Università, le tasse aumentano ancora
Da questo punto di vista i numeri sono significativi: in Italia uno studente universitario su tre resta indietro. Nel complesso quasi 600mila studenti non hanno completato il ciclo di studi nei tempi previsti dall’ordinamento universitario nell’a.a. 2010/2011, il 33,59% del milione e 782 mila di iscritti.
Il nuovo decreto prevederà che nel computo del 20% (ovvero quanto ottiene ogni ateneo dalle tasse universitarie) verranno escluse le quote delle tasse degli studenti fuori corso ed extracomunitari: in questo modo si otterrà inevitabilmente l’aumento delle tasse per queste categorie di studenti.
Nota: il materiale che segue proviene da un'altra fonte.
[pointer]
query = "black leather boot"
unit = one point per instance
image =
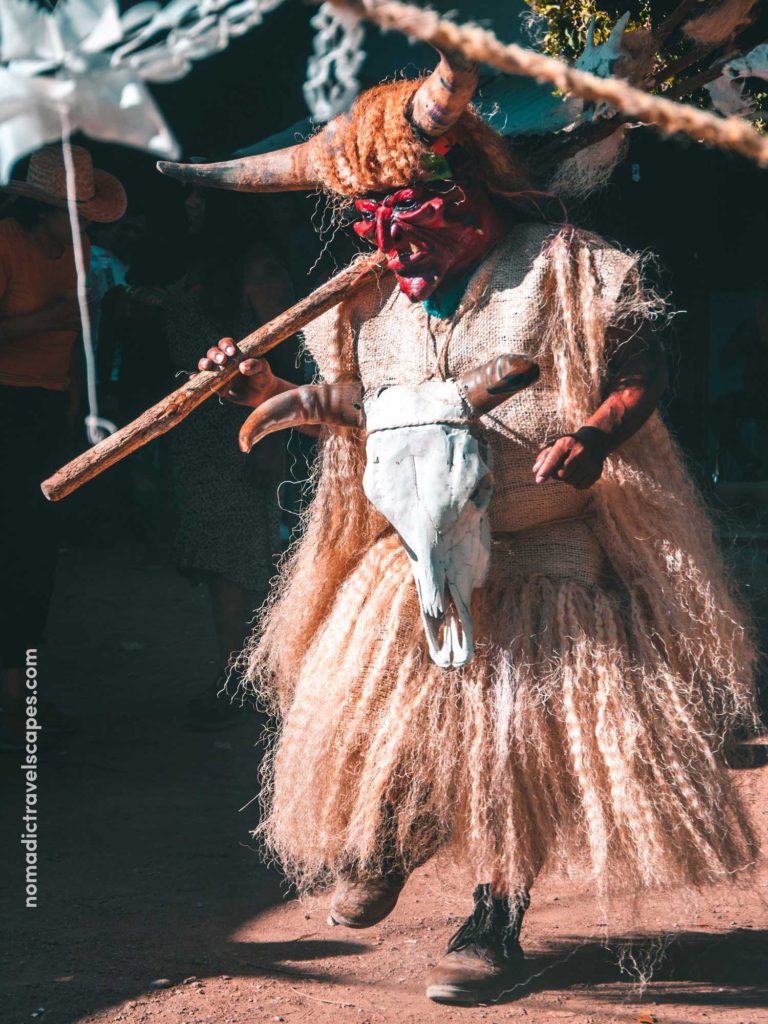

Stando alle parole del Ministro, questo non vuole essere una punizione, anzi “un modo per incitare i ragazzi a fare meglio e prima”. “In alternativa – ha suggerito – si può adottare la modalità dello studente part time, una formula applicata da alcuni anni per gli studenti lavoratori che permette di creare un personale piano di studi in base alle proprie esigenze di tempo e impiego, senza risultare fuori corso”. Il problema è che questa modalità, oltre a non essere applicata da tutti gli atenei italiani, è irreversibile. Una volta che ci si iscrive secondo la modalità part time, infatti, bisogna attenersi al piano di studi concordato, anche se eventualmente lo studente dovesse trovarsi in uno stato di prolungata disoccupazione. Inoltre, il non rispetto dei tempi concordati provoca un pagamento delle tasse maggiorate del 50%.
Insomma, punire i bamboccioni o stimolare la competitività? Il dibattito inizia a infiammare i blog di studenti e ricercatori e tutto lascia presagire un autunno molto caldo (anche) su questo fronte. Intanto sono emersi i dati di un’indagine realizzata da Eurostudent, relativi al 2011. Prendendo un campione di 4.500 ragazzi iscritti alle università (statali e non), le percentuali di studenti lavoratori sono molto alte: il 39% dei giovani iscritti ad un corso triennale lavora, molti di più quelli iscritti ad una laurea magistrale, dove circa il 45.4% alterna lo studio al lavoro, specie tra gli studenti di “di origine sociale non privilegiata”(41,7%) ma anche fra i ragazzi con genitori laureati o benestanti(29,8%).
Poi c’è il discorso sulla necessità di preservare gli investimenti nel mondo dell’ istruzione (soprattutto per la formazione avanzata) e ricerca. A quanto emerge dalle norme contenute nel decreto legge 95/2012, si apprende che il taglio di 200 milioni al fondo di finanziamento ordinario (Ffo) non è stato confermato, ma il contenimento della spesa è perseguito attraverso una riduzione del turn-over, prevedendo che solo una parte delle risorse liberate dai pensionamenti possa essere riutilizzato per nuove assunzioni. Il decreto stanzia poi nuove risorse per il finanziamento di borse di studio, circa 90 milioni per il 2012, che tuttavia sono appena sufficienti a riportare l’entità del fondo ai suoi livelli precedenti.